The U.S. Environmental Protection Agency (EPA) has launched a $1.9-million research study into the potential impact of hydraulic fracturing — used in the extraction of natural gas — on water quality and public health.
According to the EPA, the hydraulic fracturing process involves taking water from the ground, pumping fracturing fluids and sands into the wells under pressure, then separating and managing the leftover water after withdrawing the gas.
Although the process has been used by the petroleum industry for many years, it’s only been recently that more concerns about water contamination have been raised by the government, environmentalists and the public as the demand for natural gas has risen, driving more drillers into the Marcellus Shale formation, reports the New York Times.
These concerns have already driven Chesapeake Energy to back away from drilling for natural gas within the New York City watershed, a small area within the Marcellus Shale natural gas reserve.
Chesapeake Energy and XTO Energy say the supplies in the shale regions including Texas, Louisiana, Pennsylvania and New York could increase the available domestic reserves of natural gas, while reducing greenhouse gas emissions compared to coal and oil, reports the Wall Street Journal.
In June 2009, two companion Senate and House bills, called the FRAC ACT — Fracturing Responsibility and Awareness of Chemicals Act, amending the Safe Drinking Water Act (H.R. 2776 and S. 1215) — were introduced to repeal the oil and gas industry’s exemption from the U.S.’s safe drinking water law.

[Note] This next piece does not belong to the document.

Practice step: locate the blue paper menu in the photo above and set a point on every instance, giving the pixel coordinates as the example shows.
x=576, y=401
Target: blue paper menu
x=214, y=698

The legislation would require them to disclose the chemicals they use in their hydraulic fracturing processes.
The New York Times reports that the House Energy and Commerce Committee Democrats will continue their probe into chemicals used in hydraulic fracturing.
Although oil and gas companies such as ExxonMobil and XTO Energy have said as recently as January that they don’t object to revealing what chemicals are used in hydraulic fracturing, they do object to the EPA being in charge of regulating the process, echoing the industry’s concern that the EPA will either ban the practice or make it too expensive to drill.
The EPA is proposing a four-part process to study the technique, which includes defining research questions and identifying data gaps, conducting a process for stakeholder input and research prioritization, developing a detailed peer-reviewed study design based on input from stakeholders, and then implementing the research studies.
Currently, the EPA is seeking advice from the EPA Science Advisory Board (SAB) on the proposal.